ライズを待ち続けて

東北の渓流を舞台とした釣り物語

アメリカ旅行の道すがらフライフィッシングをしてみた⑦

7 極東から来た釣り師

   

Deerfield River で釣れたレインボートラウト



 河畔に立ち並ぶメイプルツリーに見守られながら、はやり立つ気持ちを抑え、6本のパックロッドをつないだ。そしてシンクチップをまいたリールを取り付け、リーダーにはオレンジのエッグフライを結んだ。背後に障害物はないので思い切ったキャスティングができたが、ロッドを前後に振ると、ラインの荷重に耐えかねたように、ロッドのグリップあたりがミシミシとしなり音を上げた。これで50センチのマスがかかったら岸に上げられるだろうか。 

 フライを対岸めがけて投げつけ、ラインを沈め、メンディングをかける。水の流れが緩いポイントにフライを通過させたがなんの反応もない。フライが十分に沈んでいないようなので、小さいウエイトを噛ませる。それでもあたりがないので、リーダーを短くしてみた。それでも反応が全くないので、フライも淡いピンク色に変えてみた。水温も低そうなので魚が川底についてじっとしていることを想像した。 

 少しずつ下りながら30分もやっていたところで、グイっとラインを手繰られるようなあたりが初めてあった。手首で合わせてやると、それに抗う動きが手元に伝わってきた。魚は流れの筋を超えて反対側に逃げようとするのをロッドを立てて制止する。すると、今度は川上に向けて遡上しようとした。逃げる方向と反対側にロッドを立てていなしているうちに、やがて魚は足元に寄り、お互い目を合わせる距離まで近づいた。さらに逃げようとするのを手元に寄せ、それを数度繰り返した末に、背中にぶら下げていたネットを取り外して、すっと救い上げてやった。レインボートラウトだった。 

 河原には西日が強く差していた。浅瀬に寄せられた魚は、水底に折り重なったメイプルの落ち葉を背景にしてまぶしく輝いていた。極東から来た釣り師は、サイズを測るのも忘れて、それをしばらく見つめていた。 

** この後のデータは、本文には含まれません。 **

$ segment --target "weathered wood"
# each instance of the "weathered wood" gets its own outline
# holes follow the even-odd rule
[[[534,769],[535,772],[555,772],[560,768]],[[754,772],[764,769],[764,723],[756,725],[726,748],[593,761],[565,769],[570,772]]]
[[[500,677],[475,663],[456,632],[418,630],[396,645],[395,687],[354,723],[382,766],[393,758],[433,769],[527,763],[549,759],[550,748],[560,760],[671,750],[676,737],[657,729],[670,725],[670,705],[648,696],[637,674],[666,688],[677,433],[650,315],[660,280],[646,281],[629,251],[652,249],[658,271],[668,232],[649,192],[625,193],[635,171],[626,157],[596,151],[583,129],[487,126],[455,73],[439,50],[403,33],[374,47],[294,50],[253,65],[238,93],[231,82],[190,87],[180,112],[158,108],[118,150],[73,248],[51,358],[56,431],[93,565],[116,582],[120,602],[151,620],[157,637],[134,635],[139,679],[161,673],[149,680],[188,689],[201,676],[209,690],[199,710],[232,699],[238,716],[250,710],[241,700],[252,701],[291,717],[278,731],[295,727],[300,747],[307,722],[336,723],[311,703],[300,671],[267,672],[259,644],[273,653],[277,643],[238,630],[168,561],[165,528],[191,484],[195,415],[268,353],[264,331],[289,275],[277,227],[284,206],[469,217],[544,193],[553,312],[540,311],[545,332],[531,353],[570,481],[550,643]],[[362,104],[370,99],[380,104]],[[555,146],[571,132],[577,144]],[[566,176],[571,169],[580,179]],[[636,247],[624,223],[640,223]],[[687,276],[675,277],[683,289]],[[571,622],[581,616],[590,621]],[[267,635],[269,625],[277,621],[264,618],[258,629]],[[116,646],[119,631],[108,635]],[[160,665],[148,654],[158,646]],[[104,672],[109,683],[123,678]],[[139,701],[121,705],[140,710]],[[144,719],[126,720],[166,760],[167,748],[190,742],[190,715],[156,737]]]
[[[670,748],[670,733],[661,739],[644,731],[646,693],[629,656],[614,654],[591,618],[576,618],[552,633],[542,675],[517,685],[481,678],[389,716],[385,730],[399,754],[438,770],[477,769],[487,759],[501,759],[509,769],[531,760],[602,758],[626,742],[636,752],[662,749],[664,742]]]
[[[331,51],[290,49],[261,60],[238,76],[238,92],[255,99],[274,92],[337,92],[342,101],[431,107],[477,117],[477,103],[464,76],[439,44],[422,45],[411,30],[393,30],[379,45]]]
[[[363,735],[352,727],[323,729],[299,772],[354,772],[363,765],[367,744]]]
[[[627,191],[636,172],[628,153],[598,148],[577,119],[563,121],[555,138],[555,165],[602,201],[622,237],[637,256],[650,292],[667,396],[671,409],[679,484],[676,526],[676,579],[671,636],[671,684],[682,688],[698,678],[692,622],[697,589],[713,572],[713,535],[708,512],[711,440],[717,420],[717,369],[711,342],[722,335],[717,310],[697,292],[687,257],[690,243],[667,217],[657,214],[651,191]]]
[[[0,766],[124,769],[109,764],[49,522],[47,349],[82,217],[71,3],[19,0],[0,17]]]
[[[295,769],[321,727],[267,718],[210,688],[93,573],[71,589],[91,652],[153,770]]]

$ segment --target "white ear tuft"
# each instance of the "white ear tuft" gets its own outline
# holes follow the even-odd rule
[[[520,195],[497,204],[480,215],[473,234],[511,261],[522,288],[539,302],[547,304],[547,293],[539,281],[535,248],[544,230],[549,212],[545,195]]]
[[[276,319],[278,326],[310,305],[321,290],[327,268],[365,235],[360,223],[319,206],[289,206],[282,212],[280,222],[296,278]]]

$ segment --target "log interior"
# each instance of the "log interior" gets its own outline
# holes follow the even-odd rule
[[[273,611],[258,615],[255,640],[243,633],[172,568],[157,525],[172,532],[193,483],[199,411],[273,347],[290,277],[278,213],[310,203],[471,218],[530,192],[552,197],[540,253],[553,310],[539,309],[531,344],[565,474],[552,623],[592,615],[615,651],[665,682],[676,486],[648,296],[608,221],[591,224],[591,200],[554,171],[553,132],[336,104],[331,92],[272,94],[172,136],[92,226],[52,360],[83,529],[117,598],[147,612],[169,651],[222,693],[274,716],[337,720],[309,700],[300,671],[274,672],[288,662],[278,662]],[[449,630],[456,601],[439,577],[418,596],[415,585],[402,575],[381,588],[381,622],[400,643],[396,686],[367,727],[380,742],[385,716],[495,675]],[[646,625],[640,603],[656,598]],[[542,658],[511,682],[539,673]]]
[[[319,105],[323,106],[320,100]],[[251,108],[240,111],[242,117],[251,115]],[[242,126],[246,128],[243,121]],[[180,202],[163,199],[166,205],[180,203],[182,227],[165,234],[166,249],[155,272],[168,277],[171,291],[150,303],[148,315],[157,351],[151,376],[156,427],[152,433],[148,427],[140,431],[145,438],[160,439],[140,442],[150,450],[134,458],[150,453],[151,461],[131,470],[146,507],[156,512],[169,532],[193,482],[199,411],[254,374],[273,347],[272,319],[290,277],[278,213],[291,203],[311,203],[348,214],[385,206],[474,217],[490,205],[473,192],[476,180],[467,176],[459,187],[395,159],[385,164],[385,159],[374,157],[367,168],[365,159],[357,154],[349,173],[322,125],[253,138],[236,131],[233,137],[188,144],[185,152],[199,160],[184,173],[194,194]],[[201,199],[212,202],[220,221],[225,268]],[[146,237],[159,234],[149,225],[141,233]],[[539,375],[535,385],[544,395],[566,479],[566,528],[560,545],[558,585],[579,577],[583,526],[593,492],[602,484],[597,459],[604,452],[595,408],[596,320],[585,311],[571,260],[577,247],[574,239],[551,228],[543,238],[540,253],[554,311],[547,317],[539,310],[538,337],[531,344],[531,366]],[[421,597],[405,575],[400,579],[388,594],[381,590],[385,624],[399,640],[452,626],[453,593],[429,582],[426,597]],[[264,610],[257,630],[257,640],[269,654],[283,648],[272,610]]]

 「オレはお前に会うためにここまで来たんだよ。」  

 横になった魚は打ち寄せる小さな波に揺られて口を開け閉めしていた。 

 魚を川に戻して、釣りを続けた。すぐにもう一度軽いあたりがあった。これはいけるなと思ったもののそれ以降は反応がない。2、3歩ずつ下流に移動して丁寧にポイントの底にフライを流したが反応はなかった。さらにポイントを探して瀬を釣りあがる手もあったが、日が傾いてきてしまい、水面に夕映えが反射して、水底が見えにくくなってきていた。釣りを続けるよりも、上流にある2つのキャッチアンドリリース区間がどのような様子なのか見ておきたくなり、釣りをここまでにして川からあがったのだった。